22

It happened to me a few times to parallelize portion of programs with OpenMP just to notice that in the end, despite the good scalability, most of the foreseen speed-up was lost due to the poor performance of the single threaded case (if compared to the serial version).

The usual explanation that appears on the web for this behavior is that the code generated by compilers may be worse in the multi-threaded case. Anyhow I am not able to find anywhere a reference that explains why the assembly may be worse.

So, what I would like to ask to the compiler guys out there is:

May compiler optimizations be inhibited by multi-threading? In case, how could performance be affected?

If it could help narrowing down the question I am mainly interested in high-performance computing.

Disclaimer: As stated in the comments, part of the answers below may become obsolete in the future as they briefly discuss the way in which optimizations are handled by compilers at the time the question was posed.

Massimiliano
  • 7,842
  • 2
  • 47
  • 62
  • If you just included your code sample and profiling results, it would be much more answerable. – GManNickG May 29 '13 at 07:23
  • @GManNickG Honestly, I don't have ready a sample small enough to be posted here. Anyhow, I would be more interested in seeing the simplest possible examples of compiler optimizations that are prevented by a multi-threaded environment (with a brief explanation of why they are prevented), rather than a solution to a particular problem. The hope is to be able to extrapolate the knowledge gained from these examples to a real project. – Massimiliano May 29 '13 at 08:01
  • Not at all sure that ths is on-topic for SO, interesting though it might be. It's more like doing research. – Martin James May 29 '13 at 09:33
  • I don't know much about OpenMP, does it use user threads or kernel threads? If it's user threads, and you're using a lot of system calls, then expect to have poor performance – stormCloud May 29 '13 at 09:41
  • Your question is too broad and besides makes bad future reference since compilers evolve with every single day. A compiler that is not able to do something within OpenMP regions today might do it tomorrow - see the reference about GCC in my comment to raxman's post. – Hristo Iliev May 29 '13 at 11:24
  • This question is far too broad. As a general rule, if an entire book could be written to answer your question, it doesn't belong on SO. And that's certainly the case here. – Ben Voigt May 29 '13 at 16:14
  • @HristoIliev I tried to rephrase the question to take into account your comments. Please tell me if you think the question now is less prone to be a future "bad reference" or if its scope was narrowed enough. – Massimiliano May 29 '13 at 17:01
  • @Massimiliano: I think the new question's scope is much better. – Ben Voigt May 29 '13 at 18:44
  • It is still too broad. Optimisations are highly compiler/backend-specific and OpenMP regions can be implemented in multitude of ways, not only by code outlining, e.g. what PGI does. I think the question is interesting but not fit for SO. It could make a great blog post though. – Hristo Iliev May 29 '13 at 23:21
  • By the way, by "bad reference" I mean "not quite useful as per SO guidelines" and not "wrong". Simply put, things are going to change and the answers are to become irrelevant to future compiler versions. – Hristo Iliev May 29 '13 at 23:25
  • 1
    Opportunistic writes (cases where optimizations might cause a write to memory that otherwise would not have occurred) have to be disabled when compiling multi-threaded code, otherwise it's impossible to write sane multi-threaded code. – David Schwartz Apr 29 '14 at 20:26

4 Answers4

7

I think this answer describes the reason sufficiently, but I'll expand a bit here.

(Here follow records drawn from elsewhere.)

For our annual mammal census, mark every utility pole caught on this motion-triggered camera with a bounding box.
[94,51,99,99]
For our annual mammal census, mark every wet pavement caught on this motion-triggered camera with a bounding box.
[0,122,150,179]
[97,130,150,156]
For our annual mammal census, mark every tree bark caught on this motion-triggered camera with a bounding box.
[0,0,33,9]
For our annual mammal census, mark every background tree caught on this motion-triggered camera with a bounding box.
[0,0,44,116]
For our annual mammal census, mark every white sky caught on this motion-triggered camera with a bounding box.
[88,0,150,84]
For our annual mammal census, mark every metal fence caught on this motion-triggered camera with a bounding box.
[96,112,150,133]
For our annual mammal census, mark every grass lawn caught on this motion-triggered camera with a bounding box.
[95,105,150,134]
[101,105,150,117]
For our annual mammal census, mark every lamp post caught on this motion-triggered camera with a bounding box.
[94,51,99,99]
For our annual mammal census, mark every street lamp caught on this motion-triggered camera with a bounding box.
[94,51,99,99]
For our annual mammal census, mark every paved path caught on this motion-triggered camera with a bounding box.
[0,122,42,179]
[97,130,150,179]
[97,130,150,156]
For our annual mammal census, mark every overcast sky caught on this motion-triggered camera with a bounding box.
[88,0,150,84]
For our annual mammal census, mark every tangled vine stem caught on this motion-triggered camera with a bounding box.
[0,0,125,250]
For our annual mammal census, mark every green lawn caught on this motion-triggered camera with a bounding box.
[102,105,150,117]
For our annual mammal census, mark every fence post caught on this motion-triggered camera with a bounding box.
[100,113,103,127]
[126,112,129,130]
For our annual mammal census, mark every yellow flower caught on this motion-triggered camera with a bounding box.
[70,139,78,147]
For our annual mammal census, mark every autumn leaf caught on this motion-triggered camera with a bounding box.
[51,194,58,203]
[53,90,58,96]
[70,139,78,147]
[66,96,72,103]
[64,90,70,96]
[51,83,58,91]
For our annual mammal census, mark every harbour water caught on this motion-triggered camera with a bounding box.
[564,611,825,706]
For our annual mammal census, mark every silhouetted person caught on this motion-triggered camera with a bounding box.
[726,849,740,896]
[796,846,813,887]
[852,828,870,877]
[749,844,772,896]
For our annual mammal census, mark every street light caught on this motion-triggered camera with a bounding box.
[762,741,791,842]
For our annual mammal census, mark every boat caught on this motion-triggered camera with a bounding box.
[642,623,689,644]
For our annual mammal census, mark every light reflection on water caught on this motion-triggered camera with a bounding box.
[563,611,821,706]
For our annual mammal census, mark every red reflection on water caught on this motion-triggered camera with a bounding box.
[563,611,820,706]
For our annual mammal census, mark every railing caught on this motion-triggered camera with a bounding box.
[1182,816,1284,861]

Before, however, here's gcc 4.8's documentation on -fopenmp:

-fopenmp
Enable handling of OpenMP directives #pragma omp in C/C++ and !$omp in Fortran. When -fopenmp is specified, the compiler generates parallel code according to the OpenMP Application Program Interface v3.0 http://www.openmp.org/. This option implies -pthread, and thus is only supported on targets that have support for -pthread.

Note that it doesn't specify disabling of any features. Indeed, there is no reason for gcc to disable any optimization.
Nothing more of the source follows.